Funding programs for independent junior research group leaders (i.e. by the DFG, ERC) enable young scientists to gain scientific independence at an early stage of their academic career. This implies the opportunity to independently conduct one's own research project having a dedicated budget available.
The funding usually includes posts for additional research assistants as well as means for equipment and consumables. The head of an independent junior research group is not subject to directives. This provides optimal conditions for enhancing one's profile as an independent scientist. The lack of involvement within institutional procedures and decision making processes at the university/research institute and of teaching experience may be seen as a disadvantage of such a position. Furthermore, heads of independent junior research groups are not admitted as examiners within the doctoral examination procedure. In order to counteract these disadvantages, the TU Dresden has launched the program TUD Young Investigators as a measure of its institutional strategy.
Selection processes for independent junior research group leadership positions are usually extremely competitive. Scientific excellence, primarily proven through an outstanding publication record already during the early postdoc-phase, is an essential selection criterion.
The most important funding programs for junior research group leaders with further links:
- DFG
- European Research Council
- VolkswagenStiftung
- Alexander von Humboldt-Stiftung
- Max-Planck-Geselschaft
- Helmholtz Association
The junior professorship, introduced in 2002 by the Federal Ministry of Education and the Saxon state law, is an opportunity for young, excellent scientists to teach and research at university without going through habilitation. The junior professorship helps strengthening scientific independence at an early stage of the academic career, removing the hurdle of habilitation towards a chair and boosting international competitiveness of the science hub Germany by the approximate comparability with assistant professorships, e.g. in the US or Switzerland.
Junior professors assume teaching activities and are involved in the institutional processes of the university. In addition, they are authorized to evaluate diploma theses and dissertations.
A successfully completed junior professorship is considered equivalent to a habilitation. Nevertheless, some junior professors also use the time of the junior professorship for a habilitation.

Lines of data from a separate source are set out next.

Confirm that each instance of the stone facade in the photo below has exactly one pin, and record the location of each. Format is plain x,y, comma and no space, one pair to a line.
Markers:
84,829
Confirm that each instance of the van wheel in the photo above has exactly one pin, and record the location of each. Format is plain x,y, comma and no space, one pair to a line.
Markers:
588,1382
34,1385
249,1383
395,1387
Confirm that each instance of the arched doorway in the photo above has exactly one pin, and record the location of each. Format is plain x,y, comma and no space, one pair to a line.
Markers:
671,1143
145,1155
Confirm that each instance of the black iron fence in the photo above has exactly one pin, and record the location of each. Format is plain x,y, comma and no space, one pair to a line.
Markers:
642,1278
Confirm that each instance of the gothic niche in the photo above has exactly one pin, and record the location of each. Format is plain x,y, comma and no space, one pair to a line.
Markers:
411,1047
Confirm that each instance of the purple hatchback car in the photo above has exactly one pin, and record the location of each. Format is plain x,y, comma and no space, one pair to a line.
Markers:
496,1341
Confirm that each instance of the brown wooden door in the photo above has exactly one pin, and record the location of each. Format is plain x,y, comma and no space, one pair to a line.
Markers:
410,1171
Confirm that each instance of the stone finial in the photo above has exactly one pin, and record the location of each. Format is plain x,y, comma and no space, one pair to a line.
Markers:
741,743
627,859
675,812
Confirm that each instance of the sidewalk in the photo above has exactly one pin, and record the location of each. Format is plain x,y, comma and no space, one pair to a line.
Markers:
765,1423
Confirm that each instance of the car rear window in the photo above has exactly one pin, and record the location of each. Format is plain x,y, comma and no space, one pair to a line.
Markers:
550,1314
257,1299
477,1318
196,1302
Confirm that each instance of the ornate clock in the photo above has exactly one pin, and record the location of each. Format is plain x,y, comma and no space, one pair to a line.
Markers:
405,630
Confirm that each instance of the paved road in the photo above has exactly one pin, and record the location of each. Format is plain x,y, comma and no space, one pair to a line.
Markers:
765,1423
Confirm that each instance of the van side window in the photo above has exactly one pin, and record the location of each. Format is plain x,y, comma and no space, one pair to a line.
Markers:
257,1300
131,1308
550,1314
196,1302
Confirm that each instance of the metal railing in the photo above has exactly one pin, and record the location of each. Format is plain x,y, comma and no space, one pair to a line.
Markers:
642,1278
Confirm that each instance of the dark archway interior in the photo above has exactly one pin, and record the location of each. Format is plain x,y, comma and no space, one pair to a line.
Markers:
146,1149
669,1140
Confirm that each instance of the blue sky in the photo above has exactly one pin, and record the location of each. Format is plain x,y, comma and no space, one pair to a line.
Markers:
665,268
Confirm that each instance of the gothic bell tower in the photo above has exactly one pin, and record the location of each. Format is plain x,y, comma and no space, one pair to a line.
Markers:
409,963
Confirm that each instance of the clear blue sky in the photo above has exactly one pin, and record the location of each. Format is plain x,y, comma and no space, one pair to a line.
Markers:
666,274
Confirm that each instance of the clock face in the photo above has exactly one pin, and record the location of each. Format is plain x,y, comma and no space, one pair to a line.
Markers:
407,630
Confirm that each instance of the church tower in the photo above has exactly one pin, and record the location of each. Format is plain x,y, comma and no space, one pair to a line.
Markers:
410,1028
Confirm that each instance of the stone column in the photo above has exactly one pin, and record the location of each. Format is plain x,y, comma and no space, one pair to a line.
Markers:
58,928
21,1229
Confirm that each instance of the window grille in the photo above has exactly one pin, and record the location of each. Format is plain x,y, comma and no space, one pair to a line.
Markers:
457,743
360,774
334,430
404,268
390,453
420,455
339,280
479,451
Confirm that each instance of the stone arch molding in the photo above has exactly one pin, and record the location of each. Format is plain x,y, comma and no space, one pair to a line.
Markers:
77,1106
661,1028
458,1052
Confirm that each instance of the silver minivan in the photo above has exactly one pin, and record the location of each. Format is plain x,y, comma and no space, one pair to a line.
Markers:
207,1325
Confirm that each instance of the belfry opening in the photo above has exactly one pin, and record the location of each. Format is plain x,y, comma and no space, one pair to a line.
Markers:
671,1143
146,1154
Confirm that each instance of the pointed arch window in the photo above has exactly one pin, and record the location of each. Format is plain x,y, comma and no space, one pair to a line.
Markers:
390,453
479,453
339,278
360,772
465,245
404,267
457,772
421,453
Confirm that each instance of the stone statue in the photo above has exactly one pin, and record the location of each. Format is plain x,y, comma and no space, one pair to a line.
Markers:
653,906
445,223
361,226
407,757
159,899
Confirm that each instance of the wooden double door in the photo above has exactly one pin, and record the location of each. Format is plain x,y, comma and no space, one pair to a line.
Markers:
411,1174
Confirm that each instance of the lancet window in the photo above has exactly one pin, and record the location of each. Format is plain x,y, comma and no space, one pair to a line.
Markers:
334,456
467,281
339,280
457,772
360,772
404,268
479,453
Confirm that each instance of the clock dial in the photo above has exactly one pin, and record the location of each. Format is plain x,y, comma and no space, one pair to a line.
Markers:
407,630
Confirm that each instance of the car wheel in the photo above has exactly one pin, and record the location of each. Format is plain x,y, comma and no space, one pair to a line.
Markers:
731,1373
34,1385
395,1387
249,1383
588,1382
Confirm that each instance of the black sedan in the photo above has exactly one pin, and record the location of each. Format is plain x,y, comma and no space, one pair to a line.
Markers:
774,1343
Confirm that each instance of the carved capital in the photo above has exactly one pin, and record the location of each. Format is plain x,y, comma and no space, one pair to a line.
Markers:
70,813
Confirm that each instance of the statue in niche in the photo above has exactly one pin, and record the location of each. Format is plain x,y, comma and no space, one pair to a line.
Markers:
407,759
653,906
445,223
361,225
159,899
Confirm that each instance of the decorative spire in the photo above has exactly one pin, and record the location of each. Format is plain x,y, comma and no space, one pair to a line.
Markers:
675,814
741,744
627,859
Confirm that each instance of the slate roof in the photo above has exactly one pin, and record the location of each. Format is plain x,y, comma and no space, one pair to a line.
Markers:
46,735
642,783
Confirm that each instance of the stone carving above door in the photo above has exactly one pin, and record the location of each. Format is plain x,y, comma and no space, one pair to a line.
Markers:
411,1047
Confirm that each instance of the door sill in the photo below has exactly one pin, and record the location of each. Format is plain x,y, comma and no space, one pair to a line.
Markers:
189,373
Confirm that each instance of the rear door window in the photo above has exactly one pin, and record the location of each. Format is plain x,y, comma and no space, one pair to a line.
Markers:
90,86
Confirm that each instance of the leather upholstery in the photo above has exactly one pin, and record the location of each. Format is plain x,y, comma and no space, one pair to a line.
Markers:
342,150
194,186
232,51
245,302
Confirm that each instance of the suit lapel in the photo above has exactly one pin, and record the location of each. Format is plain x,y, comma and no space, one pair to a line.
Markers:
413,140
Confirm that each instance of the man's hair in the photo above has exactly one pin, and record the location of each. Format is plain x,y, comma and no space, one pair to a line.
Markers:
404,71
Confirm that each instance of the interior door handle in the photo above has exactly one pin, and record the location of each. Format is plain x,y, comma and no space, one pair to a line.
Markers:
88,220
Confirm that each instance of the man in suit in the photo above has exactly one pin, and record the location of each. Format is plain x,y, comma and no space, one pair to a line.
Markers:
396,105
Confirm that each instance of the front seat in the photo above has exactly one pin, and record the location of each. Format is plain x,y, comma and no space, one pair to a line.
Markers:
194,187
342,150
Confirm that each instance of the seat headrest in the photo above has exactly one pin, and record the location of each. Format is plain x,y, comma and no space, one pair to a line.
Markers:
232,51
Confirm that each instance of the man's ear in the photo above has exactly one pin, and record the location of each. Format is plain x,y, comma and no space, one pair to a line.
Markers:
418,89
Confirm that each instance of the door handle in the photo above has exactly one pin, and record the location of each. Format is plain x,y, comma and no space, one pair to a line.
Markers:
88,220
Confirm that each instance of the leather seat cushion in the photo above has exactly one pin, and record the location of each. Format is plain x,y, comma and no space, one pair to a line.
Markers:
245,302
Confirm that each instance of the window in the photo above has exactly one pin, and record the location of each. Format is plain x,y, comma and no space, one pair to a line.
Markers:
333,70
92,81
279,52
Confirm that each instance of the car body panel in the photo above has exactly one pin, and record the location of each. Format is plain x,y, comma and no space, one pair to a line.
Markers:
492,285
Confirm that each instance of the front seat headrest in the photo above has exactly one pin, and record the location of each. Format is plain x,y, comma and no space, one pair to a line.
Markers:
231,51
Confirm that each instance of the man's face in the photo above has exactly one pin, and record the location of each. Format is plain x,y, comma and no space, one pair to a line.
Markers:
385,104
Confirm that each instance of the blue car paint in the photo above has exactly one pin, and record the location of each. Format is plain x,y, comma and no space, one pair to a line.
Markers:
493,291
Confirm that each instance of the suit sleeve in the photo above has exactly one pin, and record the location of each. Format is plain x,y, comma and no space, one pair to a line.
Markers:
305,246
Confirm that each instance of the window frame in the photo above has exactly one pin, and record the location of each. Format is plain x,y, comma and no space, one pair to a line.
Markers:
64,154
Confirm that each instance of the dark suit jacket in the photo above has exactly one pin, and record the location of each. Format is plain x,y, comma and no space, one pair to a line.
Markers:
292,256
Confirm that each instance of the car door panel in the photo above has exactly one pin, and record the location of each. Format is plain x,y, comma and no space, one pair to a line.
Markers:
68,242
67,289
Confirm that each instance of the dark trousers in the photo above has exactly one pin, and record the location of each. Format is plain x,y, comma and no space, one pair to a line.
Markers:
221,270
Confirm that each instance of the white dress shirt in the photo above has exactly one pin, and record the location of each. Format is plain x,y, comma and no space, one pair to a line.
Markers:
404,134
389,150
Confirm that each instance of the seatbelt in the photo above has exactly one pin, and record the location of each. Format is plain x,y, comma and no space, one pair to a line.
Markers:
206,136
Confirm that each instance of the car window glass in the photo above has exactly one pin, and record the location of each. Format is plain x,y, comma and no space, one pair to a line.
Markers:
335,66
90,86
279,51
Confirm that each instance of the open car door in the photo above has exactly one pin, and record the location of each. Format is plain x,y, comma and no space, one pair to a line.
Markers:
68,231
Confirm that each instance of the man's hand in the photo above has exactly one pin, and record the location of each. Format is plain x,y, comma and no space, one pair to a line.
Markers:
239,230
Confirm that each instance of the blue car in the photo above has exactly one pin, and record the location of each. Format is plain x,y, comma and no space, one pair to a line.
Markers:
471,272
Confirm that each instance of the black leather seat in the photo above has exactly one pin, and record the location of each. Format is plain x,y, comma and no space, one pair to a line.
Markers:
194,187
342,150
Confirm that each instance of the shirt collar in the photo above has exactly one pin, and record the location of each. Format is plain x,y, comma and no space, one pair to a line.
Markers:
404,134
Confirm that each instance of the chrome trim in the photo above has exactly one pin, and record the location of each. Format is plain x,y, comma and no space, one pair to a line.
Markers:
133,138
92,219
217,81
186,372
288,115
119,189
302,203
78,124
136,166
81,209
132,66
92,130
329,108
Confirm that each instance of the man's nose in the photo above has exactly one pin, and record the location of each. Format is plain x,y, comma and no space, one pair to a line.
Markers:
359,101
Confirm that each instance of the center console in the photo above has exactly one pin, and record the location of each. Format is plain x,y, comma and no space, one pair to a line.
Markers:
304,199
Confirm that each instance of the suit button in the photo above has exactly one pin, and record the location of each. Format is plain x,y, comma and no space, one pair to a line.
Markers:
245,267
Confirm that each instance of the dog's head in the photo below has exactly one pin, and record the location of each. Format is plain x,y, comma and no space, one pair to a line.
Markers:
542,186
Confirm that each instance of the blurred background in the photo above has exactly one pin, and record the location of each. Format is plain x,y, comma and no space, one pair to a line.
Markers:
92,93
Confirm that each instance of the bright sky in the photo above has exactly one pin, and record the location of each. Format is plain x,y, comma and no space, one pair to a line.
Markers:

Junior professorships are mostly announced as temporary positions with the grade W1. Usually, the temporary position initially applies for three years; if the evaluation is positive, the position is extended to a total of six years. There is no performance compensation, but the salary is increased after a positive interim evaluation. Compared to junior research group leaders, junior professorships usually receive less funding; often, they do not have their own staff positions, for example.
Further Links:
TUD Junior Professorship
YOU PROF - YOUNG PROFESSORS PROGRAMME
The habilitation is traditionally established within the German academic system as a further academic qualification after the doctorate. In spite of the recent diversification of academic career paths, in many disciplines, the habilitation still plays a decisive role as a post-doctoral degree that entitles to be appointable for a professorship. The habilitation consists of a habilitation thesis and oral exams, and it certificates lecturing and researching competency within a particular scientific discipline (the so-called venia legendi). Analogically to the doctorate, the admission and realization of the habilitation is regulated by the habilitation regulations of the respective faculties.
Usually, habilitation candidates have a fixed-term position at a university. According to the Federal Law on Temporary Employment in Science (Wissenschaftszeitvertragsgesetz), a budget-funded employment at the university is limited to max. six years. This time frame corresponds to the time frame usually set for the completion of the habilitation thesis. However, this six-years period can be exceeded by third-party funded employments. Habilitation candidates are subject to directives from part of the chair holder or the head of the institute/department, respectively. This might impose restrictions to the development of scientific independence of the habilitation candidate.